- Norwegian theatrical release poster
- Directed by: Kåre Bergstrøm
- Written by: André Bjerke Kåre Bergstrøm
- Starring: Henny Moan Henki Kolstad André Bjerke
- Narrated by: Kåre Bergman
- Cinematography: Ragnar Sørensen
- Edited by: Olav Engebretsen
- Music by: Gunnar Sønstevold
- Production company: Norsk Film
- Distributed by: Norsk Film
- Release date: December 17, 1958;
- Running time: 76 minutes
- Country: Norway
- Language: Norwegian

= Lake of the Dead =

1958 Norwegian mystery horror film

Lake of the Dead (Norwegian title: De dødes tjern, also known as Lake of the Damned) is a 1958 Norwegian mystery horror film directed by Kåre Bergstrøm, and based on the 1942 novel by André Bjerke (as Bernhard Borge). The film stars Henki Kolstad, Henny Moan and Georg Richter. In 2019, a remake named Lake of Death was released written and directed by Nini Bull Robsahm.

==Plot==
The film takes place between the 20th and 23rd of August 1958. Crime author Bernhard Borge and his wife Sonja, psychoanalyst Kai Bugge, magazine editor Gabriel Mørk, lawyer Harald Gran and his fiancée Liljan Werner, all Oslo residents, plan to visit Liljan's brother Bjørn in his cabin deep in the Østerdal forests. But when the guests arrive, Werner is missing and his dog is found dead at a lake nearby.
It's not long before they begin to ponder the old legend associated with the place: a man in an incestuous relationship with his sister is said to have killed her and her lover, then drowned himself in the lake.

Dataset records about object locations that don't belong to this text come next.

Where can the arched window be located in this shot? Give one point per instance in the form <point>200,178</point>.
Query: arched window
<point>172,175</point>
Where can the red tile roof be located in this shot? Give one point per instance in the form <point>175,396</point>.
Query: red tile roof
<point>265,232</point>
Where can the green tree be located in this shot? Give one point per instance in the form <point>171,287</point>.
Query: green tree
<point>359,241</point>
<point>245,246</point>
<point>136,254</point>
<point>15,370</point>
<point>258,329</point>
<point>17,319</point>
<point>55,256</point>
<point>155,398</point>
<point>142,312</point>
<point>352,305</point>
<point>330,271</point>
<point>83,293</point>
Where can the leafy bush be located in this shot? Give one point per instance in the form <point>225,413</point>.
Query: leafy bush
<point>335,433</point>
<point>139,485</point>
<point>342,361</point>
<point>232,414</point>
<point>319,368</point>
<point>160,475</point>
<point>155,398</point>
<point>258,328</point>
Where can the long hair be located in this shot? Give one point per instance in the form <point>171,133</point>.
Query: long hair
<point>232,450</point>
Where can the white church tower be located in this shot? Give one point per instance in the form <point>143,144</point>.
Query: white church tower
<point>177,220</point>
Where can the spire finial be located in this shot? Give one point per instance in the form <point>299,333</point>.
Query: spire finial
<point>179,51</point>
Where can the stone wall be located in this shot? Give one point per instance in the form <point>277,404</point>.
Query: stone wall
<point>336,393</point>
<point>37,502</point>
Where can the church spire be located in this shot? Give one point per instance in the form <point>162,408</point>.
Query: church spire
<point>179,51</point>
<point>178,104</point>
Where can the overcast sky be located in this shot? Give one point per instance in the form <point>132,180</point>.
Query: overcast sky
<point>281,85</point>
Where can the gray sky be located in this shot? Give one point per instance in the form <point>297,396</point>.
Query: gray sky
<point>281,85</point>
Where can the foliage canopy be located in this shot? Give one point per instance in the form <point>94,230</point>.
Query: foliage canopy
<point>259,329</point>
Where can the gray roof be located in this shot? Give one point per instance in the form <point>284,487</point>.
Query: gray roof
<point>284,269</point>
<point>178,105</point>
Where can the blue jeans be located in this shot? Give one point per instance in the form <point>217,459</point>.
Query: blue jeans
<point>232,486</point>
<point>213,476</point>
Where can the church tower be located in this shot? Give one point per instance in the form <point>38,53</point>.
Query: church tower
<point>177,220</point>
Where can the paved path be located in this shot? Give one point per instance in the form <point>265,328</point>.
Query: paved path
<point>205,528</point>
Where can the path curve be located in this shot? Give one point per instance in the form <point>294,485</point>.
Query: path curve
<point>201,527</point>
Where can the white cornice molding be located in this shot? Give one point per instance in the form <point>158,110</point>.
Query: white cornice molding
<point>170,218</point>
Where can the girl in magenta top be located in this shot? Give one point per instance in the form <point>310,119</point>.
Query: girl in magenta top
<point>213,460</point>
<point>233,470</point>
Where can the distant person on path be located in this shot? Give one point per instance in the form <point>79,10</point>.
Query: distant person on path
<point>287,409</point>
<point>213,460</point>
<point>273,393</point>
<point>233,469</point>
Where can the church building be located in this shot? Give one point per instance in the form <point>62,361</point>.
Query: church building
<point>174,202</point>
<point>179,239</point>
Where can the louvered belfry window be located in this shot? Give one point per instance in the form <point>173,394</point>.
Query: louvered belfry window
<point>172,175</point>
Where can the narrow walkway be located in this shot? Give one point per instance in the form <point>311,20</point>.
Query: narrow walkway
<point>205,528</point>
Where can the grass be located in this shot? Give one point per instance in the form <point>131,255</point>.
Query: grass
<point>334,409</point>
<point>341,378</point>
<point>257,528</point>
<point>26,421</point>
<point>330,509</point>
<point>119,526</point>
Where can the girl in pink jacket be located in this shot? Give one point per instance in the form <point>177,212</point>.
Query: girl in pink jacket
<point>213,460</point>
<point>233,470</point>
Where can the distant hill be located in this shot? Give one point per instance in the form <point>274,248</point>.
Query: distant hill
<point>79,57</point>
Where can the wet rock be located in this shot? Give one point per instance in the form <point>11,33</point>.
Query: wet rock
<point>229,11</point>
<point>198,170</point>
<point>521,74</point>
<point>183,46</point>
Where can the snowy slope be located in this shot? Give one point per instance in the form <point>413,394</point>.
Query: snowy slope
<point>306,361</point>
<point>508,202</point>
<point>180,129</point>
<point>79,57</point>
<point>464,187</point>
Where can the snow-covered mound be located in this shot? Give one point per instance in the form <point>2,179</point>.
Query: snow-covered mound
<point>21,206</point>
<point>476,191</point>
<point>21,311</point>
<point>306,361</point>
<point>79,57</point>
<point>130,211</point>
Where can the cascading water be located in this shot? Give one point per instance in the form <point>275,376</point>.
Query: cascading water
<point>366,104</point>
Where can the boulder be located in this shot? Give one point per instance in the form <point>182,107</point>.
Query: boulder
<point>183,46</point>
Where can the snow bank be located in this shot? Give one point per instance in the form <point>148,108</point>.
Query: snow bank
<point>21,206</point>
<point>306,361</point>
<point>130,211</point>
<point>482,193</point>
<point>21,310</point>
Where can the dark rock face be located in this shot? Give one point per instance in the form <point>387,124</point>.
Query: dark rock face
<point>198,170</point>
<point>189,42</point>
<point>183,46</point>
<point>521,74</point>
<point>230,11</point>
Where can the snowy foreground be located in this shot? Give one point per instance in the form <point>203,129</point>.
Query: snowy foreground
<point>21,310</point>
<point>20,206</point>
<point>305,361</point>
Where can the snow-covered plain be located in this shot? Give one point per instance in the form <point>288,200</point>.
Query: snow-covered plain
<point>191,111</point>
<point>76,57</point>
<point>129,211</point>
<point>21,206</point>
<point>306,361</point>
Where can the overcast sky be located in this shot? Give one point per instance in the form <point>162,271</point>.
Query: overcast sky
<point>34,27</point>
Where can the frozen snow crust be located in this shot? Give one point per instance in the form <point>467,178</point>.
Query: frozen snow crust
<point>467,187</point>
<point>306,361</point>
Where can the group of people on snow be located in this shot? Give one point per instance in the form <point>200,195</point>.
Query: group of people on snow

The legend also holds that anyone who stays in the cabin, formerly the murderer's, would be possessed by a strange attraction: they would be forced to drown themselves in the lake.
The company decides to solve the mystery, but soon it appears that they are exposed to the mysterious powers that are tied to the lake.

==Cast==
- André Bjerke as Gabriel Mørk
- Bjørg Engh as Sonja, Bernhard's wife
- Henki Kolstad	as Bernhard Borge, crime writer
- Per Lillo-Stenberg as Bjørn Werner, Liljans brother
- Erling Lindahl as Kai Bugge, psychologist
- Henny Moan as Liljan Werner
- Øyvind Øyen as Bråten, policeman
- Georg Richter as Harald Gran
- Leif Sommerstad as Tore Gruvik, the ghost
- Inger Teien as Eva, Bjørn's girlfriend

==Production==

De dødes tjern was co-written and directed by Kåre Bergstrøm. The film itself is an adaption of Andre Bjerke’s 1942 novel of the same name.

==Critical response==

De dødes tjern remains relatively obscure outside its home country. Reviews of the film have been mostly positive, with critics praising the film's atmosphere, cinematography and soundtrack.
Author Barry Atkinson praised the film, stating that it "benefits from eerie location work and Gunnar Sønstevold's ominous score."

==Legacy==
The success of De dødes tjern was a turning point in Norwegian cinema, becoming director Bergstrøm's breakthrough film.
It was later nominated as the fourth-best film of all time in Norway in a survey developed by Dagbladet in 1998 in which 101 movie critics gave points to Norwegian movies.